From 2017 Laetitia Giraldi is member of CSD *Comité du suivi Doctoral* at
Sophia-Antipolis.

Jean-Baptiste Pomet is a member of the steering committee of the Center for Planetary Origin (C4PO) and of the scientific council of Académie 2 “Complex system”, both for Université Côte d'Azur (UCA). He is an elected member of Commission d'évaluation (Inria permanent evaluation committee).

Ludovic Rifford has been Executive Director of the CIMPA (Centre International de Mathématiques Pures et Appliquées) since September 2016.

Licence : Laetitia Giraldi, Colles de Mathématiques en MPSI et MP, 110heures en équivalent TD, niveau (L1, L2, L3), Lycée internationale de Valbonne, France. J.-B. Caillau, Processus Stochastiques, 50 H ETD, Polytech Nice-Sophia.

Master : Laetitia Giraldi, Théorie du Contrôle appliquée à des problèmes de micro-natation, 4 heures en équivalent TD, niveau M2, université de Strasbourg, France. J.-B. Caillau, Commande optimale, 50 H ETD, Polytech Nice-Sophia ; Optimisation, 30 H ETD, Univ. Côte d'Azur.

Doctorat : Laetitia Giraldi, Controlled propulsion of elastico-magnetic micro-swimmer, 4 heures en équivalent TD, université de Padoue, Italie

M2: Yacine El Alaoui-Faris: “Machine Learning for Biology ”, supervised by J.-B. Caillau, April to September.

PhD: Zeinab Badreddine, “Mass transportation in sub-Riemannian structures admitting singular minimizing geodesics”, defended December 4, 2017, co-supervised by B. Bonnard and L. Rifford. See bibliography.

PhD in progress : Michaël Orieux, “Minimum time control and applications”, started September, 2015, co-supervised by J.-B. Caillau and J. Féjoz (Univ. Paris Dauphine).

PhD in progress : Alice Nolot, “Sub-Riemannian geometry and optimal swimming at low Reynolds, started October, 2016, supervised by B. Bonnard.

PhD in progress : Sébastien Fueyo, “Testing stability of nonlinear amplifier by frequency-domain methods”, started October, 2016, co-supervised by J.-B. Pomet and L. Baratchart (APICS team).

PhD in progress : Yacine El alaoui-faris, “modeling magnetico-elastic micro-robot from theory to experiment”, started October, 2017, co-supervised by L. Giraldi, J.-B. Pomet and Stephane Régnier (Univ. Paris Sorbonne).

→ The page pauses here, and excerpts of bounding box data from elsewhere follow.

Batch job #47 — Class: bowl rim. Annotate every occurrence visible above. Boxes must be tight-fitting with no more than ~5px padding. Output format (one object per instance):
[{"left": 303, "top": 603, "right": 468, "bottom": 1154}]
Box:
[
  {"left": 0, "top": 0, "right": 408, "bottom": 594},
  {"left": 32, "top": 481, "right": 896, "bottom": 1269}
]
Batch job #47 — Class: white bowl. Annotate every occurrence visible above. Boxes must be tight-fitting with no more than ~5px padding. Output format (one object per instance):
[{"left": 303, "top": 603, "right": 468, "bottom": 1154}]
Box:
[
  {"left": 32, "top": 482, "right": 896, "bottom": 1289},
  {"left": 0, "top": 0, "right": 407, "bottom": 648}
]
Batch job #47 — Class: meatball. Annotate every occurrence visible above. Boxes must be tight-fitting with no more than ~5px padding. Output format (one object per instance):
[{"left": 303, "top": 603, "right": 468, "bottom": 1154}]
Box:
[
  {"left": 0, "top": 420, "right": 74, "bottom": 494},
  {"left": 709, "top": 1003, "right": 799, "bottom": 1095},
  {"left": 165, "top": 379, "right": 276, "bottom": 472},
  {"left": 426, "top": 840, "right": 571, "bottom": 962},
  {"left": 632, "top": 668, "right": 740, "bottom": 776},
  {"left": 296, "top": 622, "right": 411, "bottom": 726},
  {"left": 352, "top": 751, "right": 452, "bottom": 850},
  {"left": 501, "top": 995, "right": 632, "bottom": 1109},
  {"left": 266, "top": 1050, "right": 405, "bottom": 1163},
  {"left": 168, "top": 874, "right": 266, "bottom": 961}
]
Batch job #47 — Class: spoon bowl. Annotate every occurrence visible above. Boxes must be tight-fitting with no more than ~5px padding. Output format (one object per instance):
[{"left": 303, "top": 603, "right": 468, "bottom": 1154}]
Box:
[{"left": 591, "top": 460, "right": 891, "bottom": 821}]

PhD in progress : Clément Moreau, “Contrôlabilité de systèmes en dimension finie ou infinie issus du vivant”, started September, 2017, co-supervised by L. Giraldi, Pierre Lissy and J.-B. Pomet.

PhD in progress : Karine Sérier, “Micro-natation et invariants de la géométrie sous-Riemannienne”, started September, 2017, supervised by B. Bonnard.

J.-B. Caillau has been reviewer for the Habilitation of Aude Rondepierre (Toulouse), and for the PhD's of Cécile Carrere (Marseille), Clément Gazzino (Toulouse), and Ouazna Ouchaka (Toulon). He has also been member of the Habilitation jury of Marco Caponigro (Paris).

J.-B. Caillau and L. Giraldi are members of the jury of Agrégation de mathématiques.

Ludovic Rifford has been reviewer for the PhD of Sebastiano Nicolussi Golo (University of Jyvaskyla, Finland).

J.-B. Caillau participates in the MASTIC initiative at Inria and has given conferences at the high school level in Sophia (MathC2+ event, June 2017) and Grasse (Lycée Amiral, Sep. 2017).